Blueberries help fight muscle fatigue by mopping up free radicals released into your body after gruelling summer activity; meanwhile, raspberries contain pectin, said to help lower cholesterol. Tart cherries contain anthocyanins thought to help with fat burning. 


Chicken Salads

Protein is the key to any diet, and summer is no exception. Since it tastes just as good seasoned and chilled as it does in a hot meal, chicken is a great way to get protein out of a light and cooling summer salad. It is also low in fat, so it will help keep you trim and beach-ready at all times.


Gazpacho

Packed with the cooling goodness of cucumbers and the added sun-protecting benefit of tomatoes (lycopene, the same chemical that makes tomatoes red, helps your sunscreen protect you against skin reddening from the sun’s UV rays), 
this Latin soup is also low in sodium so it won’t dehydrate or bloat you. 


Corn

Loaded with lutein and zeaxanthin, corn acts as nature’s sunglasses, helping to create the macular pigment that filters out some of the sun’s harmful rays.  


Hydration

Juices

Although it may sound like a good idea to sip a soda on the beach, these will actually make you thirstier.
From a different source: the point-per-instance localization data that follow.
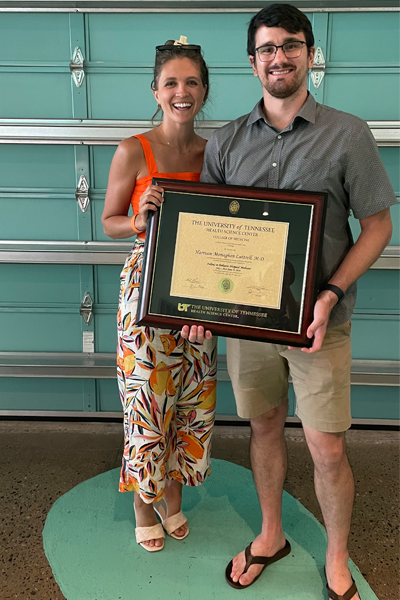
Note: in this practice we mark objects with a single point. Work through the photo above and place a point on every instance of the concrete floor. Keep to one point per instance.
(40, 461)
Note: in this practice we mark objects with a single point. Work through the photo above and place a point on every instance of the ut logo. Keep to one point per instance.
(183, 307)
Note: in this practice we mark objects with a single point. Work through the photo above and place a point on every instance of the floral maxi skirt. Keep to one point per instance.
(167, 387)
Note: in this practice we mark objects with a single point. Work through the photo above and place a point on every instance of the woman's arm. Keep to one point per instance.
(127, 165)
(124, 170)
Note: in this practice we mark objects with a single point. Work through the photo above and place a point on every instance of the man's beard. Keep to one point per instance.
(283, 89)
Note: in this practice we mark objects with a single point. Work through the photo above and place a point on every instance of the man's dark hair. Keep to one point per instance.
(279, 15)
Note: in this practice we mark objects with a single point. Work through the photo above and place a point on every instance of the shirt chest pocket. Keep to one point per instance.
(307, 174)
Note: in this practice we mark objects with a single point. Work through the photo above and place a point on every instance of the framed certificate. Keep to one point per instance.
(241, 261)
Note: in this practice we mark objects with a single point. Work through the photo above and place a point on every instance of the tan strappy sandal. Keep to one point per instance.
(172, 523)
(145, 534)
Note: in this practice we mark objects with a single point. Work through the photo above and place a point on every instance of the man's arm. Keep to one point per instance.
(376, 231)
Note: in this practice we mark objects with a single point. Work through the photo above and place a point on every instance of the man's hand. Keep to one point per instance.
(326, 300)
(195, 333)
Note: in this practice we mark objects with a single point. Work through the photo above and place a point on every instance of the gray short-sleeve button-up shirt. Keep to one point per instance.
(322, 150)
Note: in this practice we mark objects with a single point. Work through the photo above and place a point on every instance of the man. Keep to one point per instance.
(290, 141)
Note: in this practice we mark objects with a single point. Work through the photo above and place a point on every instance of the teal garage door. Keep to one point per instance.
(77, 83)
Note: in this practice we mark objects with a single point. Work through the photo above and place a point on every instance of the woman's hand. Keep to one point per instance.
(195, 333)
(151, 199)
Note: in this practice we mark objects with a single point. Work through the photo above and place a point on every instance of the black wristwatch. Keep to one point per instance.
(335, 289)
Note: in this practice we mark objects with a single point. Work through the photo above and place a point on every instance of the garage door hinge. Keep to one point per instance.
(318, 68)
(82, 193)
(76, 67)
(86, 309)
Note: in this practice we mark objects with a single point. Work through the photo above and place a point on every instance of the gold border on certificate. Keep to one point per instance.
(230, 260)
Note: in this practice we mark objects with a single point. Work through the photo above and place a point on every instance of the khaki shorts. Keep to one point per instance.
(259, 374)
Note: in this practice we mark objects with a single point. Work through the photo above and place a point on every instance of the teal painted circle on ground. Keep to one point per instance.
(89, 540)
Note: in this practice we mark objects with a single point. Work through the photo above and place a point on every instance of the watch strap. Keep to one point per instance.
(335, 289)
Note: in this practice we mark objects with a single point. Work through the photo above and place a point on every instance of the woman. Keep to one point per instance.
(167, 384)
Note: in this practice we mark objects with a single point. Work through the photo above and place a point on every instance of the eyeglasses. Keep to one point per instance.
(178, 47)
(291, 50)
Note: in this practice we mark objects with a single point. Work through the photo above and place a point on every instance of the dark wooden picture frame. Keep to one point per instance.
(306, 213)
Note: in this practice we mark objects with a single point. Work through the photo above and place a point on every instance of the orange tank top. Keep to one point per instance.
(142, 183)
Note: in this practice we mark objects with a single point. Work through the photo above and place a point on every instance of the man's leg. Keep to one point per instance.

Instead, opt for the goodness of juices such as pineapple (which contains tons of vitamins and bromelain, said to help fight inflammation) and watermelon (a real thirst quencher that helps keep memory sharp and mood stable, and carries important vitamins such as A and C).
 


Citrus Iced Tea

Tea is chock-full of antioxidants such as flavonoids, which are proven to help with anything from asthma to inflammation in the body. The citrus adds an extra punch of vitamin C and will act as a preservative to the precious flavonoids, and the flavonoids will in turn enhance the impact of vitamin C.